La lettera così recitava:
Mia cara figliola,
sono lieto di invitarti nella mio retrobottega per un bel tête à tête.
È da troppo che siamo lontani e io vorrei ricucire lo strappo carnesco nato fra di noi.
Ti aspetto domani sera dopo l’orario di chiusura.
Con tutto l’affetto che provo,
quel macellaio di Papà
”.

L’uomo arrotolò ben bene la pergamena e la pigiò in una delle sue famose budella di Montone: budella naturali, provenienti dal paese della Budenzia, usate soprattutto per decorare le salsicce della Regina madre. Affidò la pergamena al piccione viaggiatore Romeo e questi, volteggiando e gironzolando, arrivò dritto nella stanza della pulzella. Prima provò a citofonare, ma il piccionese non è una lingua molto conosciuta fra gli umani.

Quando la lettera venne recapitata a destinazione, la giovane donna rimase stupita. Il padre aveva mostrato, con quel gesto, una forte apertura; era giusto ricompensarlo accettando l’invito. Il giorno successivo lo dedicò a prepararsi. Mise il suo vestito migliore, un velo di cipria e, con la torta della nonna fra le mani, entrò in bottega. Com’era bello il padre nel suo vestito di matrimonio. Un inchino, poi la fece accomodare nel retrobottega. E tra carcasse, spiedini, salsicce, polpette, polpettine e polpettoni le versò il thè. Le mani gli tremavano. Anche lei dall’emozione di quell’incontro prese a tremare, tanto che nel tagliare la torta si ferì un dito.

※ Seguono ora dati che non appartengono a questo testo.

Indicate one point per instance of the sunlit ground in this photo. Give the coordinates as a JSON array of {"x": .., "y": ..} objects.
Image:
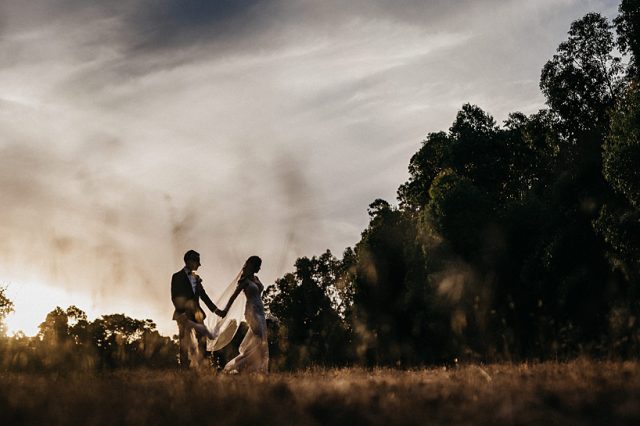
[{"x": 580, "y": 392}]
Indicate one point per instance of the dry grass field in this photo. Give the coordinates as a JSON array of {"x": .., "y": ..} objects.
[{"x": 574, "y": 393}]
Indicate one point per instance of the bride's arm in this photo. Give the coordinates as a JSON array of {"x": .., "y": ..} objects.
[{"x": 235, "y": 294}]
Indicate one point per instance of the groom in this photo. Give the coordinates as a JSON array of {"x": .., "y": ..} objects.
[{"x": 186, "y": 292}]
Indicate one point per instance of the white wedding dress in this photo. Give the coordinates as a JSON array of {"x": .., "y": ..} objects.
[{"x": 254, "y": 349}]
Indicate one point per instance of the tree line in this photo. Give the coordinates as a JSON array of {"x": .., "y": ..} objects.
[{"x": 510, "y": 241}]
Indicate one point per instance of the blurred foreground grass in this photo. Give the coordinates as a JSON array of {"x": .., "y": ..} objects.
[{"x": 579, "y": 392}]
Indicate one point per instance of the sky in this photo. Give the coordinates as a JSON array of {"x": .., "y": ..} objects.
[{"x": 132, "y": 131}]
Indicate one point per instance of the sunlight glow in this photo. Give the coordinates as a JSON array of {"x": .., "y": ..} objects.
[{"x": 34, "y": 300}]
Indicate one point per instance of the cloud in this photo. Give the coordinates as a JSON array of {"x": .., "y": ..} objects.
[{"x": 135, "y": 130}]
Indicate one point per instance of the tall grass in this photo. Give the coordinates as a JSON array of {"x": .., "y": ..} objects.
[{"x": 579, "y": 392}]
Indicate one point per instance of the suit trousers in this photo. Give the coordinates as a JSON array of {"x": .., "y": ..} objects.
[{"x": 184, "y": 339}]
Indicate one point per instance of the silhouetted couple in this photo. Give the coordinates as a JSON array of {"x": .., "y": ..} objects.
[{"x": 196, "y": 336}]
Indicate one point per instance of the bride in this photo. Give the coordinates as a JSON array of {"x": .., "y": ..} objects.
[{"x": 254, "y": 349}]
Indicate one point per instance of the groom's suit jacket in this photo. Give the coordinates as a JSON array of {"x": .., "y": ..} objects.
[{"x": 185, "y": 300}]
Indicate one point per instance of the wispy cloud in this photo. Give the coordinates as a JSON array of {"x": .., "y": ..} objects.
[{"x": 134, "y": 130}]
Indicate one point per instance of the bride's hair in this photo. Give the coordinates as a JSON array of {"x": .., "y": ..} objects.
[{"x": 250, "y": 266}]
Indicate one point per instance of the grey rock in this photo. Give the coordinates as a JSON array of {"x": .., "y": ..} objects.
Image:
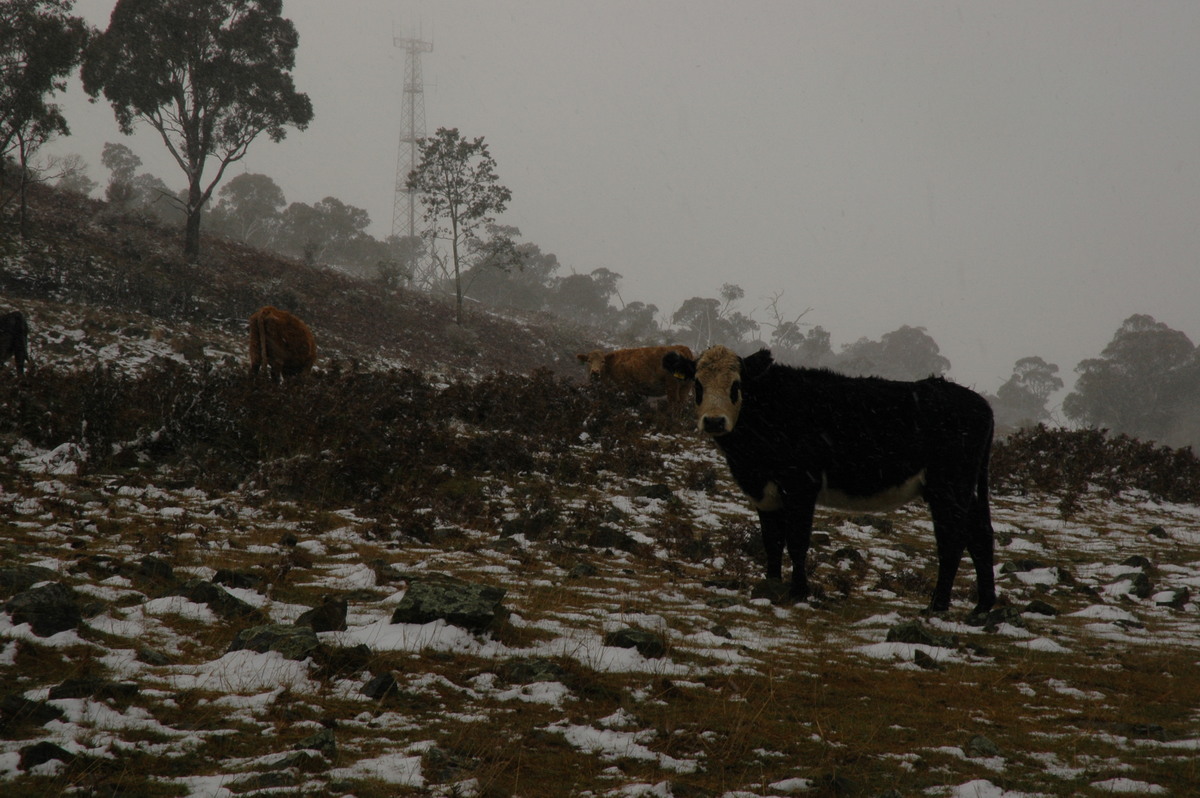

“Cos’è successo?” fece il padre preoccupato.
“Nulla. Solo un graffietto” rispose la fanciulla.
“Fammi guardare” proruppe allora l’uomo.
La figlia gli porse l’esile mano da cui affiorava un leggero rivo di colore rossastro, e lui sconvolto le chiese: “Ma è sangue?”.
“Si” rispose la figlia.
Il padre svenne all’istante. Referti medici sostengono che soffrisse di una rara malattia da rigetto alla vista del sangue. Si svegliò alcuni anni dopo con una forte crisi mistica culminata nell’adesione alla setta “Siamo tutti figli di Budella”. L’ultima volta che è stato avvistato stava rubando interiora e ventresca da un supermercato della zona. Voleva restituirli ai legittimi proprietari. Chi sapesse se c’è riuscito, lo posti sul blog.